Priority 200: Non-Default Server Config:

  • Agent XPs – This sp_configure option has been changed. Its default value is 0 and it has been set to 1.

  • cost threshold for parallelism – This sp_configure option has been changed. Its default value is 5 and it has been set to 50.

  • max degree of parallelism – This sp_configure option has been changed. Its default value is 0 and it has been set to 4.

  • max server memory (MB) – This sp_configure option has been changed. Its default value is 2147483647 and it has been set to 9000.

Priority 200: Performance:

  • Old Compatibility Level

    • ACC_COMP_SYS_DW – Database ACC_COMP_SYS_DW is compatibility level 80, which may cause unwanted results when trying to run queries that have newer T-SQL features.

    • ACC_Demo_Data – Database ACC_Demo_Data is compatibility level 90, which may cause unwanted results when trying to run queries that have newer T-SQL features.

Priority 210: Non-Default Database Config:

  • ANSI NULL Default Enabled COMPCRM – This database setting is not the default.

  • Read Committed Snapshot Isolation Enabled VOIP.SDC – This database setting is not the default.

Priority 240: Wait Stats:

  • No Significant Waits Detected – This server might be just sitting around idle, or someone may have cleared wait stats recently.

Priority 250: Server Info:

  • Default Trace Contents – The default trace holds 559 hours of data between Oct 12 2016 3:28AM and Nov 4 2016 10:37AM. The default trace files are located in: D:\Program Files\Microsoft SQL Server\MSSQL10_50.MSSQLSERVER\MSSQL\Log

  • Drive C Space – 177886.00MB free on C drive

  • Drive D Space – 379091.00MB free on D drive

  • Drive F Space – 3575387.00MB free on F drive

  • Hardware – Logical processors: 4. Physical memory: 16GB.

  • Hardware – NUMA Config – Node: 0 State: ONLINE Online schedulers: 4 Offline schedulers: 0 Processor Group: 0 Memory node: 0 Memory VAS Reserved GB: 16

  • Server Last Restart – Oct 12 2016 2:27AM

  • Server Name – SVR01

  • SQL Server Last Restart – Oct 17 2016 8:14PM

  • SQL Server Service – Version: 10.50.1617.0. Patch Level: RTM. Edition: Standard Edition (64-bit). AlwaysOn Enabled: 0. AlwaysOn Mgr Status: 0

Priority 254: Rundate:

  • Captain's log: stardate something and something…

Best Answer

Rather than picking random metrics and trying to tune them, what you want to do is step back and ask SQL Server, "What have you been waiting on?"

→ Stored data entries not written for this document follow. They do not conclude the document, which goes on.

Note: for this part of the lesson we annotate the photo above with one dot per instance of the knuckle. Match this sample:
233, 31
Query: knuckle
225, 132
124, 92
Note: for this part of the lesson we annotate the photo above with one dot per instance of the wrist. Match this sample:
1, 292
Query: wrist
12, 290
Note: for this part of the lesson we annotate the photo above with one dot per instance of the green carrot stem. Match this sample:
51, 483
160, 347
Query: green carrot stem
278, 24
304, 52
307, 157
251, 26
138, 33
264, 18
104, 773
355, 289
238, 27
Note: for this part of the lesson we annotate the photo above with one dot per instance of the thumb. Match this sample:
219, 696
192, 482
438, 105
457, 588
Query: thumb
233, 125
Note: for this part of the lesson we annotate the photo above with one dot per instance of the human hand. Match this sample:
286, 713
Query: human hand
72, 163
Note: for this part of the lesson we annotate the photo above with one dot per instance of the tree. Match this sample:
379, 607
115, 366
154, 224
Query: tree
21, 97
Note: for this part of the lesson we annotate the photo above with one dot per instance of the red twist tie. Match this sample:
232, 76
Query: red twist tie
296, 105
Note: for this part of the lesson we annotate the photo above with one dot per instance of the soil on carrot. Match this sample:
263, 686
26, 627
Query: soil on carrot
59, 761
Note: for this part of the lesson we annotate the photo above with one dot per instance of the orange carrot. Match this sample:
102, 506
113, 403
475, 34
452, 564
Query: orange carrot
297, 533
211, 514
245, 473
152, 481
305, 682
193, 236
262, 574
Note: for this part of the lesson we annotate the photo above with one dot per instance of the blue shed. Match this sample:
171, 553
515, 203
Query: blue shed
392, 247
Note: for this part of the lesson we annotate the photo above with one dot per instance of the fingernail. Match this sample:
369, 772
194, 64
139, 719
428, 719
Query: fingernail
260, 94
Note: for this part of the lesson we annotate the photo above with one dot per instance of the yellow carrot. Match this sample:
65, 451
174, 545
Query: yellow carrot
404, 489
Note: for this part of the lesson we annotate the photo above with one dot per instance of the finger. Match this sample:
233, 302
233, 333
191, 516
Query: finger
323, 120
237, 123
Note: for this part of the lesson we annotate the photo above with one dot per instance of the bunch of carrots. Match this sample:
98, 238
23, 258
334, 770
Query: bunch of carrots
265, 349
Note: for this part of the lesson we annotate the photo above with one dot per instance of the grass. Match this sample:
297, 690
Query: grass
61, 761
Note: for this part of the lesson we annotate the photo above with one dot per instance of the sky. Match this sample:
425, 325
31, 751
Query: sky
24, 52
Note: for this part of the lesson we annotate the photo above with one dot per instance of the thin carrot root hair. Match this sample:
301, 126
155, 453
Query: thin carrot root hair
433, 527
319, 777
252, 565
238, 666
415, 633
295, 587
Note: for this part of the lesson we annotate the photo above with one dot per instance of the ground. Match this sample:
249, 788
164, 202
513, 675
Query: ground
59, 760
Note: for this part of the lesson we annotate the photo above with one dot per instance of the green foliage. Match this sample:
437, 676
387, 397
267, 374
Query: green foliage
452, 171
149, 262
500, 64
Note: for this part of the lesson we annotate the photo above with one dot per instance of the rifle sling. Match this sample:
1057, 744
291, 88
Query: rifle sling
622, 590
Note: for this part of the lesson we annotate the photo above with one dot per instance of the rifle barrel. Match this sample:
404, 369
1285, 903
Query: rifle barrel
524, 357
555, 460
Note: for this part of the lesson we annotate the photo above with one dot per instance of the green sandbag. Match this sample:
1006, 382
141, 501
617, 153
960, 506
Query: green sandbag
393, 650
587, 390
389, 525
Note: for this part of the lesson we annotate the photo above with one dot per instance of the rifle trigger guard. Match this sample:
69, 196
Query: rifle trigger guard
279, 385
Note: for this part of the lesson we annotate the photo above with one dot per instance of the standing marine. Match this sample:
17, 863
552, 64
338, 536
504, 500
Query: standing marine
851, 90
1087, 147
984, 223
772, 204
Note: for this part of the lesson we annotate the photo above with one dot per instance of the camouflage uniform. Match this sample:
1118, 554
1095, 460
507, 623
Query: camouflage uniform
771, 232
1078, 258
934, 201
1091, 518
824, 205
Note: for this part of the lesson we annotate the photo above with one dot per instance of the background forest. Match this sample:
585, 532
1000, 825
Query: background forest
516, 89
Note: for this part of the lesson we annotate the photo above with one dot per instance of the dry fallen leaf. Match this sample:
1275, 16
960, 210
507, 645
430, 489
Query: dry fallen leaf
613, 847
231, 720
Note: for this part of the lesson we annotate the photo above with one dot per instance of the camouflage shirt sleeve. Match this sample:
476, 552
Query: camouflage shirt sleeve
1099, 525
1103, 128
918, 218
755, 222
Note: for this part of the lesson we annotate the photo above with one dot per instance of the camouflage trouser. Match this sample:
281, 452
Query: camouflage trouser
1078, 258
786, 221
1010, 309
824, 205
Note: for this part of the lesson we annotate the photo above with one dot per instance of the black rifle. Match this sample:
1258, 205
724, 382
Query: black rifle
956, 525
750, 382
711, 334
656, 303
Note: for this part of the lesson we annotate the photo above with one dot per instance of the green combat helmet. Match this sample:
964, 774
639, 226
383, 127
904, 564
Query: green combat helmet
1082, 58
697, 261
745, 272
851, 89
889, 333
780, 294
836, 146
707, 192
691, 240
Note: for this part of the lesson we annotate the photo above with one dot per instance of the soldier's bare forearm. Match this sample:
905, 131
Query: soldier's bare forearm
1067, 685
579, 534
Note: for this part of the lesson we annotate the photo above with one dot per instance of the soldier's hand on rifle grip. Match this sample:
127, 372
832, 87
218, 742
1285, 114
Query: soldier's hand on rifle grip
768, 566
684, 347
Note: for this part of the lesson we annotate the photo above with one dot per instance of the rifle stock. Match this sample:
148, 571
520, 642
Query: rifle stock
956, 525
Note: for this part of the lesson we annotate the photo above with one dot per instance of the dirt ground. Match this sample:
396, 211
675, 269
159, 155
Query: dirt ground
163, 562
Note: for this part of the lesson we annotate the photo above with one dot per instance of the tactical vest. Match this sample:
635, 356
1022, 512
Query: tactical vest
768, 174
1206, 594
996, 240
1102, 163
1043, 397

My favorite way to do that is with the open source tool sp_Blitz (because, uh, I wrote it.) You can download it from FirstResponderKit.org, run the sp_Blitz.sql script to install it in the database of your choice.

When you run it with just plain old:

EXEC sp_Blitz @CheckServerInfo = 1

It gives you a prioritized list of issues to check out that will impact performance.

Around priority 240, you'll find a section on Wait Stats (around priority 240) that tell you what SQL Server has been waiting on. That's what I'd focus on first to figure out what metrics to examine more deeply. For example, if your biggest wait type is PAGEIOLATCH, that means you're waiting to read data pages from a data file - and the TempDB storage speed isn't really going to matter. (Don't worry, you don't have to know what those cryptic wait types mean - just click on the more-info links in the output.)

If you'd like help from the Stack folks interpreting the results, you can also run it like this:

EXEC sp_Blitz @OutputType = 'markdown'

That'll export the results in Markdown, a text format that you can copy/paste into your StackOverflow question.